Re: A Class of Non-Halting TMs

From: Russell Easterly (logiclab_at_comcast.net)
Date: 01/14/04 

Date: Tue, 13 Jan 2004 19:15:59 -0800

"Jim Nastos" <nastos@cs.ualberta.ca> wrote in message
news:Pine.LNX.4.44.0401131159540.8162-100000@eva117.cs.ualberta.ca...
> On Tue, 13 Jan 2004, Russell Easterly wrote:
>
> > Make a history of the steps this SM performs
> > that contains the following information:
> > Step, current state, input, and tape position.
>
> Essentially, you are using at technique commonly invoked
> in a lot of proofs in complexity theory in which one counts
> the total number of "internal configurations" of a space-bounded
> machine.

Thanks.
I assumed my method was similar to known methods.
Can you give references?

> For a machine with N states and uses at most M tape cells using an
> alphabet of 'a' symbols, the number of possible tape configurations
> is a^M, number of tape positions for the tape head is M, number of
> possible states the machine can be in is N, so the total number of
> configurations is N*M*(a^M). If a turing machine ever exceeds this
> number of steps, then it MUST have repeated an internal configuration
> and so it will loop forever... and you could always keep a running
> total to the max number of tape cells used.

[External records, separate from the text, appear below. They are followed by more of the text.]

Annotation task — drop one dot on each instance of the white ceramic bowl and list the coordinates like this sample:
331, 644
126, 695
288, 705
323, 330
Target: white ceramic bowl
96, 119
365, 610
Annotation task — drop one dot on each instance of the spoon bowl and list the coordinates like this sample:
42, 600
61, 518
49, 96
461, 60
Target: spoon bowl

Less than an hour after I posted I found a mistake in my method.
It is amazing how things that seem obvious become less obvious
when you describe them to other people.

I think the argument you give above may be false.
Consider a TM that prints the first ten million
digits of PI and then halts.

3.1415926535897932384626433832795...

Now, assume this TM doesn't print one long list of digits.
Instead, it writes three digits forward then three digits backward:

314
951
265
853
...

a=[0,1,...,9]
M=3
Assume N=100.
N*M*(a^M) = 100*3*(10^3) = 300,000

We can assume that every 3 digit number between 000 and 999
is written. (This may not be a good assumption. PI may not be
the best sequence of digits to choose. I could replace PI with
another sequence like 01011011101111011111...)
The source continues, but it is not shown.